Lastly, we observed survivors who were under consideration for additional anthracycline and/or thoracic RT for a secondary cancer. For survivors with low-LVEF, clinicians in this study weighed the benefit that additional cancer therapy would provide with the risk that it may accelerate existing heart problems. For the general population, routine measurement of LVEF before the administration of anthracyclines is generally believed to have low utility, as low-LVEF is a relatively rare condition in otherwise healthy patients [29,30,31]. However, considering that childhood and young adult cancer survivors have a much higher risk of cardiac complications [8] with guidelines that recommend regular cardiac screenings [9], left ventricular function is extremely relevant. Still, with lack of specific recommendations, management of these survivors varies. Additional guidelines that consider a patient’s heart health and cancer burden when deciding to administer subsequent anthracyclines or thoracic RT would be useful.

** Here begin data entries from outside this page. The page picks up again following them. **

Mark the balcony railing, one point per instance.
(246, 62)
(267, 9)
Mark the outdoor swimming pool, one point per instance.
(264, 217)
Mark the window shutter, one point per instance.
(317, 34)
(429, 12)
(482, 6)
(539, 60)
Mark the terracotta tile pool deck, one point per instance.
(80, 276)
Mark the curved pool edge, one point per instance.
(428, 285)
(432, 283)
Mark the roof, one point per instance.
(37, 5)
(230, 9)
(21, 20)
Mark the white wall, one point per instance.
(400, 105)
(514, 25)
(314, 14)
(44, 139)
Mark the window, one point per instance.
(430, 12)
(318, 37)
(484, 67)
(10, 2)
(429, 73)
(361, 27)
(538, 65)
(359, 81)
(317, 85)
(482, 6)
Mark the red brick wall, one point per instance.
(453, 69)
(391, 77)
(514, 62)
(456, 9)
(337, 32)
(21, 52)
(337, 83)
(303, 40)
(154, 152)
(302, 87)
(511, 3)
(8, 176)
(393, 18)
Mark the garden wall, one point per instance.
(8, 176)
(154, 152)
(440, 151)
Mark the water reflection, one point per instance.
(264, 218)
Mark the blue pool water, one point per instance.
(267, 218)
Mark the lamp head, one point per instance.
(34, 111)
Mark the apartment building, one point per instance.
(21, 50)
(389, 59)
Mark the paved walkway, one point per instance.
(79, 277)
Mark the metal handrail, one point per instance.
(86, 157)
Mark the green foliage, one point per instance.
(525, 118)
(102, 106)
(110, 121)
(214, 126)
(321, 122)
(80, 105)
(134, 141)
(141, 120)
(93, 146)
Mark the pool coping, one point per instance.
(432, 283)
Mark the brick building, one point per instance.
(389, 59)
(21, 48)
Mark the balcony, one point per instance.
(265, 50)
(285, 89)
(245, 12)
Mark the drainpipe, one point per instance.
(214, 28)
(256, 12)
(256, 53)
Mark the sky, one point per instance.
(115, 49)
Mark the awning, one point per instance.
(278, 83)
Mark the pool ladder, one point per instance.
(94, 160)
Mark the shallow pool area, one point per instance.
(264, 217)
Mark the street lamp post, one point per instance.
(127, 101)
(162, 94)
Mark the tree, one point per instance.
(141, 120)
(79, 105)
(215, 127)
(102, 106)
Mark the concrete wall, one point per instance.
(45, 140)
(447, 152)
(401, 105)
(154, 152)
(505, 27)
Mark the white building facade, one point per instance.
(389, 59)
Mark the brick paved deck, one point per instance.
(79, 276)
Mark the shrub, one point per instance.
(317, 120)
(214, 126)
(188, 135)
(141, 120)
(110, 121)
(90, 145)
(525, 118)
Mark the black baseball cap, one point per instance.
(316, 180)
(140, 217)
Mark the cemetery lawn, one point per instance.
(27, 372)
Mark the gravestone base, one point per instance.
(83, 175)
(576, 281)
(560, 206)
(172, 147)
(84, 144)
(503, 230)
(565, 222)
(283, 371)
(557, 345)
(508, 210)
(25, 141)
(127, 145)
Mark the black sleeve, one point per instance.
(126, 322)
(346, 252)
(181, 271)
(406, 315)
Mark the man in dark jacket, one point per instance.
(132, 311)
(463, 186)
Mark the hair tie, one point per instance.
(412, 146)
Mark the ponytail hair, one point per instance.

Our analysis is limited as it only describes management practices at a single institution. Future research of management practices at other institutions could elucidate other problems unique to this population, ultimately providing the framework for future guidelines. Until these guidelines become available, cancer survivors with cardiomyopathy secondary to treatment should continue to be managed according to guidelines for the general population. Further, we have also found that enrollment in a specialized survivor clinic improves patient adherence to guideline-concordant care, a finding that has been shown by other institutions for screening [32]. Clinicians with experience dealing with issues unique to cancer survivors can help fill any gaps that current management guidelines may have.

Conclusion

In summary, our results suggest that the management of childhood and young adult cancer survivors with low-LVEF largely follows guidelines designed for the general population. However, uncertainty regarding treatment for survivors with borderline low-LVEF, those with acute episodes of low-LVEF, or those undergoing additional treatment for a subsequent malignancy continues to be a challenge for clinicians treating this high-risk population. Future research should consider a focus on these scenarios. We hope this single institution experience on common practice approaches can be used to inform future clinical trials and formal guidelines concerning best practices for cancer survivors with heart failure secondary to cancer treatment.